I'm curious to see where the FBI story line is going. This story is meant to be gen, by the way, not Carter/Donnelly. (Even though I could go for that as well.)

"But why did he shoot him?"

Carter raises an eyebrow at Donnelly. "You tell me," she says. "He didn't explain why." It's not exactly a lie; she sifts through the file again, looking over her signature, her notes, all the work she did while chasing her man in a suit.

"What do you think?" he asks; it's a much better question.

She's been sorting through what to say and what to withhold throughout this conversation. Easy enough- it's like playing chess when the opponent doesn't know which pieces are still on the board. Unfortunate that Carter feels like Donnelly is, in fact, an opponent. But so is Elias; unlike a chess match, there are more than two players in this game.

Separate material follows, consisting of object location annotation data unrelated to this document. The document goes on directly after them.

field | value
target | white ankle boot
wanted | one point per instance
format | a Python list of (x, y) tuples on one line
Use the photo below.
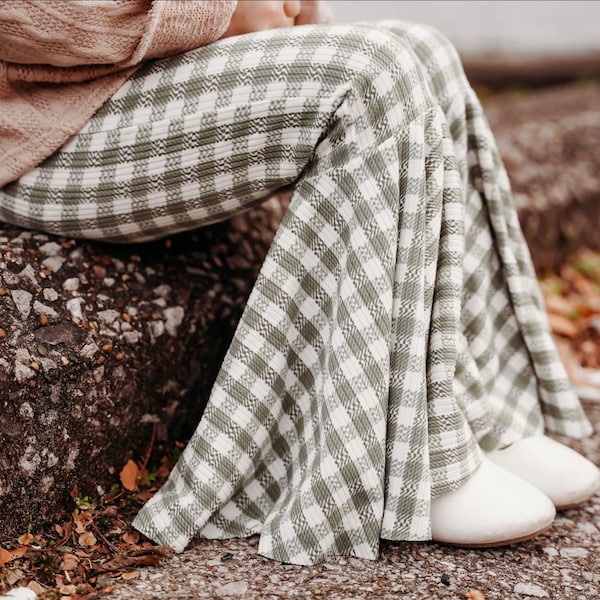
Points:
[(493, 508), (566, 477)]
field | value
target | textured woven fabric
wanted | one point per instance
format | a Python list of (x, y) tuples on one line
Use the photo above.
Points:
[(395, 327)]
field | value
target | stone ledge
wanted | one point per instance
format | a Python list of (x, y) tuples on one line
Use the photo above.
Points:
[(100, 344), (549, 140)]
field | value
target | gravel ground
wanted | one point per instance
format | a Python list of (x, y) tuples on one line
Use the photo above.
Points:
[(562, 564)]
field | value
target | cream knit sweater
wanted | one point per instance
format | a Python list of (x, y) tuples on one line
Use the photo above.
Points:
[(60, 60)]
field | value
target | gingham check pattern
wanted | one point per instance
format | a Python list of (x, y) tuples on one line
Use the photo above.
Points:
[(395, 326)]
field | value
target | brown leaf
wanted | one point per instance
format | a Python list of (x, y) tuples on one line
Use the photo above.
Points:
[(559, 305), (130, 575), (87, 539), (68, 590), (128, 476), (69, 562), (562, 326), (7, 556), (131, 537), (25, 539), (36, 587), (140, 557)]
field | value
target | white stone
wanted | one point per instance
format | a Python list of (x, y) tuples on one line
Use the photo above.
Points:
[(163, 290), (29, 273), (71, 284), (42, 309), (50, 249), (234, 588), (109, 317), (89, 350), (574, 552), (132, 337), (74, 307), (54, 263), (174, 316), (50, 294), (22, 300)]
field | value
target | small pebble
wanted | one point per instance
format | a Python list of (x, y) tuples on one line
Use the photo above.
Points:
[(530, 589)]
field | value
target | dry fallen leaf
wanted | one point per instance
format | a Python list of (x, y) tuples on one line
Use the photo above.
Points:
[(131, 537), (128, 476), (68, 590), (36, 587), (69, 562), (25, 540), (7, 556), (87, 539), (130, 575)]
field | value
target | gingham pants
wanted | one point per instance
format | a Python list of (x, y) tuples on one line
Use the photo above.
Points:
[(395, 327)]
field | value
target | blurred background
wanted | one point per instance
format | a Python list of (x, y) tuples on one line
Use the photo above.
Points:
[(492, 26), (536, 67)]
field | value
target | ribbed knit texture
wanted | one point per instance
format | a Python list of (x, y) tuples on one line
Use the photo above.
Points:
[(60, 61)]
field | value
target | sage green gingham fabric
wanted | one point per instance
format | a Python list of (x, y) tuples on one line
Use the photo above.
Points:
[(395, 328)]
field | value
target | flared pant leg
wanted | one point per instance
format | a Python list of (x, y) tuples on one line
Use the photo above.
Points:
[(334, 418)]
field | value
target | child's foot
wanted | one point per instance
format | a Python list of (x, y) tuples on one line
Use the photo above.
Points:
[(566, 477), (493, 508)]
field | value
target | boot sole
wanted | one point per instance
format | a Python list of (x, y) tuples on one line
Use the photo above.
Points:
[(497, 544), (577, 503)]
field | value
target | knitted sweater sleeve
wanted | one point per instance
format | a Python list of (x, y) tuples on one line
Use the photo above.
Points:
[(122, 33)]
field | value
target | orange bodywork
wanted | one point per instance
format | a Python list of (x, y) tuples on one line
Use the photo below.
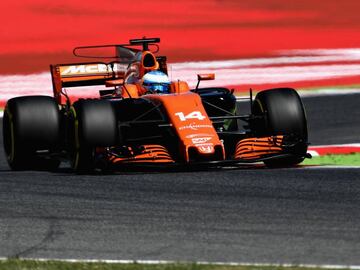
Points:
[(191, 123), (253, 148)]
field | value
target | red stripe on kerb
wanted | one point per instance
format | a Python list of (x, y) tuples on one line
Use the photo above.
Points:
[(335, 150)]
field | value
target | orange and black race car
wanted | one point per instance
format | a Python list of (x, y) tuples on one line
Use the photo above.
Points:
[(142, 117)]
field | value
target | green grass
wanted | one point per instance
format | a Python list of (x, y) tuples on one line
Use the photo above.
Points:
[(340, 160), (15, 264)]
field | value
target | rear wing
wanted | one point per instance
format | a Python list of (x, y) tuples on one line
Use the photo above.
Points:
[(84, 74), (96, 73)]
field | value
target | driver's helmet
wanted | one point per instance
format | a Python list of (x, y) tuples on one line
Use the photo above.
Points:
[(156, 82)]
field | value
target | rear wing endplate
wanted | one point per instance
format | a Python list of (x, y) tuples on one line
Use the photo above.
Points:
[(84, 74)]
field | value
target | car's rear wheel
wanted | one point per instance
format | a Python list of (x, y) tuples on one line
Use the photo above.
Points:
[(92, 124), (31, 125), (282, 113)]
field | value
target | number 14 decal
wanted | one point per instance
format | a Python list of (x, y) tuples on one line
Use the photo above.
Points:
[(192, 115)]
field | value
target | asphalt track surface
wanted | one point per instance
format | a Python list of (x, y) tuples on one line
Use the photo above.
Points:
[(301, 215)]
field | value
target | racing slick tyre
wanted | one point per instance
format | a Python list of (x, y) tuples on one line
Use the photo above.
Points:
[(92, 125), (282, 114), (31, 124)]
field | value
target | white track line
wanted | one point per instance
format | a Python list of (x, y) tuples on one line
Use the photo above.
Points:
[(322, 266)]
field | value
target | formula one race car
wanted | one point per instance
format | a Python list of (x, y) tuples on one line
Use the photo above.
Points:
[(143, 118)]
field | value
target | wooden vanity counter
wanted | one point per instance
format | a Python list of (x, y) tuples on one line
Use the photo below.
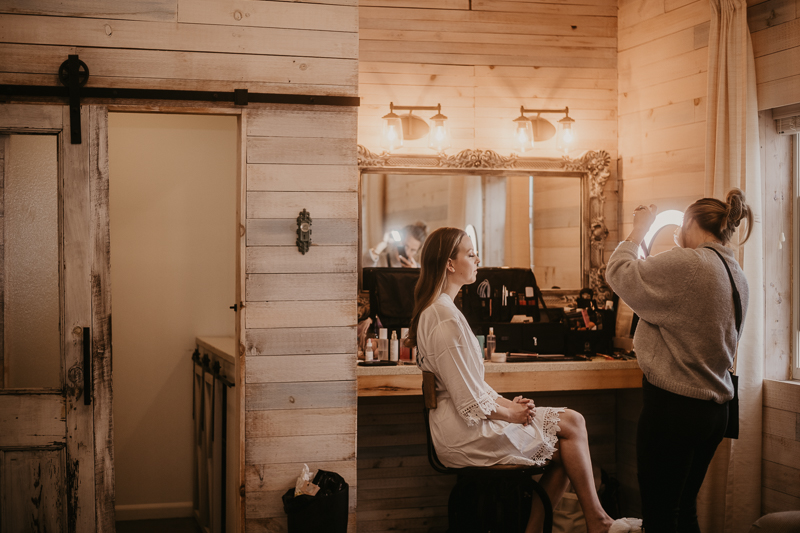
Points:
[(600, 373)]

Her city- she knows a lot more about it than some Fed. Eventually Donnelly will get transferred somewhere else, but she'll still be here, sorting through the pieces. She doesn't completely trust John, not without knowing how he gets his information. But working for Elias? No. If anyone holds those strings, it's Norman Burdett or Harold or whatever the hell his name really is.

"Maybe the man in the suit didn't approve of Elias making the order for the hit," she offers. "If he's a gun for hire, he's got more leeway than someone who's sworn allegiance because of family connections." She shrugs, letting the theory float in the air between them.

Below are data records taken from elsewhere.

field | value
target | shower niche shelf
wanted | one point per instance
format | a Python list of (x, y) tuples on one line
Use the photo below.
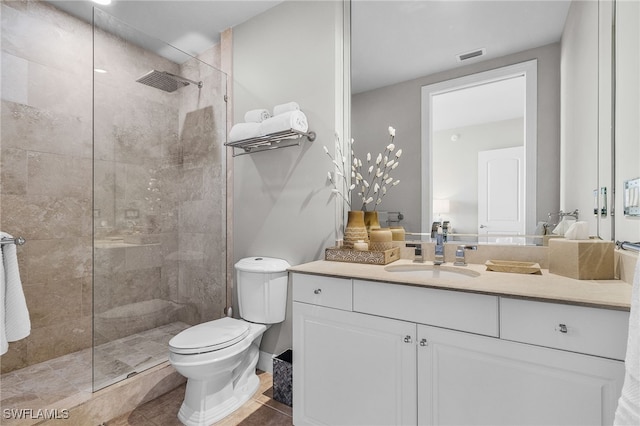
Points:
[(283, 139)]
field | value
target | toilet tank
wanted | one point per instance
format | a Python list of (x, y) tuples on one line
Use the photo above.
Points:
[(261, 283)]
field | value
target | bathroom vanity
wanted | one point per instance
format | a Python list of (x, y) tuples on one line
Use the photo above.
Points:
[(380, 348)]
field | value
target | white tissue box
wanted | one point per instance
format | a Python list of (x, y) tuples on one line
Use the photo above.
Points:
[(581, 259)]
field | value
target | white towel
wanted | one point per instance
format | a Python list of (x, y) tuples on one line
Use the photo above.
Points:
[(578, 231), (283, 108), (563, 226), (628, 411), (242, 131), (14, 319), (295, 120), (256, 116)]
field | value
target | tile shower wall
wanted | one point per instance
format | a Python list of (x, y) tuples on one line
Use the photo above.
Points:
[(159, 178), (46, 174)]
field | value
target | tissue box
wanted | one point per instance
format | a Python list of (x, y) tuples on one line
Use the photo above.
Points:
[(581, 259)]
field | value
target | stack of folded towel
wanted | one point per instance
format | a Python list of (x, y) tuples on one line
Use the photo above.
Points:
[(259, 122), (14, 316)]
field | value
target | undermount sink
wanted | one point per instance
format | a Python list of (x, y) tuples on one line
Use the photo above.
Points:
[(421, 271)]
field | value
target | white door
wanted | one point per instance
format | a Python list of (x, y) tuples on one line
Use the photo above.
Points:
[(467, 379), (501, 194), (352, 369)]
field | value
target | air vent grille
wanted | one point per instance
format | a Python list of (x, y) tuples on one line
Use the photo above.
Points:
[(470, 55)]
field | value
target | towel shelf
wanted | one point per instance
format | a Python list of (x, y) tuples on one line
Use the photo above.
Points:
[(626, 245), (17, 241), (283, 139)]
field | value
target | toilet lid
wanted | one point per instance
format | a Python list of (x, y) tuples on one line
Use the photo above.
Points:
[(209, 336)]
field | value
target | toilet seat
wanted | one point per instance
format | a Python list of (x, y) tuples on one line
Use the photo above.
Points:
[(209, 336)]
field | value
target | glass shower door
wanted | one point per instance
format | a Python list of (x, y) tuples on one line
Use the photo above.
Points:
[(159, 196)]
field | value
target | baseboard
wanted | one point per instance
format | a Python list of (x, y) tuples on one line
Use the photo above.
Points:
[(265, 362)]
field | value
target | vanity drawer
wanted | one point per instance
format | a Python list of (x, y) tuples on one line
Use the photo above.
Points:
[(324, 291), (593, 331), (474, 313)]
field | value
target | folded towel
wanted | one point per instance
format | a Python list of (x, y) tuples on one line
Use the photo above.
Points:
[(578, 231), (14, 320), (295, 120), (242, 131), (628, 410), (283, 108), (256, 116), (563, 226)]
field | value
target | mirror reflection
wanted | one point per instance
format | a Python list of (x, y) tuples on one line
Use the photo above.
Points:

"Why would he go against Elias's order?" Donnelly looks intrigued at the idea.

"Assuming we're right about this guy's background, then he and I are both ex-military. So he... felt a connection." She glances at Donnelly before pulling out another sheet from the file. "Or he's not working for Elias. Or he just likes shooting people." This last thought has crossed her mind multiple times. John is clearly not a sociopath- Donnelly's word from their previous meeting- but he does have far less compunction about shooting people than she'd like. It's yet another way that working with him was problematic.

Carter hands him her report about Bottlecap. "What's more interesting to me is that Elias got to my C.I. How would he know about that connection unless he has sources within the NYPD?" Or unless Bottlecap spilled that information himself. She guesses that it's both- Elias already knew BC worked with her, but Bottlecap probably told him as well.

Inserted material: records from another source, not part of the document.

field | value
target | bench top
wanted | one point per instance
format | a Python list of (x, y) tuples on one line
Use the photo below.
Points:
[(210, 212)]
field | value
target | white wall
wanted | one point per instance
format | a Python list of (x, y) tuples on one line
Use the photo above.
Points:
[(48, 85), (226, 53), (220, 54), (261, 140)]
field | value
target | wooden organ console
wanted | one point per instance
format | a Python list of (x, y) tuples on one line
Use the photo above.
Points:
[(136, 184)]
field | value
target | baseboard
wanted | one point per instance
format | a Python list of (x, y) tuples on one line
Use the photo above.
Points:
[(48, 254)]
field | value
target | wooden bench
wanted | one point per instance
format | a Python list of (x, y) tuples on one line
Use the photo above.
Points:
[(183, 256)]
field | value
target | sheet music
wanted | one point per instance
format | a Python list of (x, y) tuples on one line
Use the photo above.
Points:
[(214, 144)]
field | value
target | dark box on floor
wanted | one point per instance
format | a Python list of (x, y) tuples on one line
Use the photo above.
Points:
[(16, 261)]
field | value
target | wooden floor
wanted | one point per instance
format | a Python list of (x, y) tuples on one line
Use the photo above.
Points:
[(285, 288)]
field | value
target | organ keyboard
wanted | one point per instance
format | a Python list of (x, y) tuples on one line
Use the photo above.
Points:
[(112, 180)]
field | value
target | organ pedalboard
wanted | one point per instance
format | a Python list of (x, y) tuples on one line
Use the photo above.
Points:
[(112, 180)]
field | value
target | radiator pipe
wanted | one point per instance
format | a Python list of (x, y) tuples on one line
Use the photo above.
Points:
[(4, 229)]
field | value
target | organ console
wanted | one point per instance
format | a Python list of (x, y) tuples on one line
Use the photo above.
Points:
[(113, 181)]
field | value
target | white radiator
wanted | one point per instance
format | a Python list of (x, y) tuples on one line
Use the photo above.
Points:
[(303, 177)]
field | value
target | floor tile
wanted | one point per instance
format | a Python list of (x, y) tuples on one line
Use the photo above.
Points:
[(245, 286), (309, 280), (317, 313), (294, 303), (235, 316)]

Donnelly glances at the paper before setting it back on the table. He's not interested in that; from her point of view it's short-term thinking, taking care of one gun for hire when the man allegedly employing him will still be operating. "You said you didn't get a good look at him. Where were you when he shot your informant?"

"Lying on the ground. You ever been shot at point-blank range in the chest?"

His eyebrows go up at the question. "Can't say I have," he admits. "I'm guessing it doesn't feel too good."

"Hurts like hell. And then my C.I. points the gun at my head before he gets shot. So I didn't think to ask why." She twists her mouth in what she hopes is a wry grin, although she doubts it comes across as lighthearted as she would wish. That moment is still burned in her memory: writhing in pain, thinking that Taylor would be waiting, waiting, and she wouldn't ever make it home.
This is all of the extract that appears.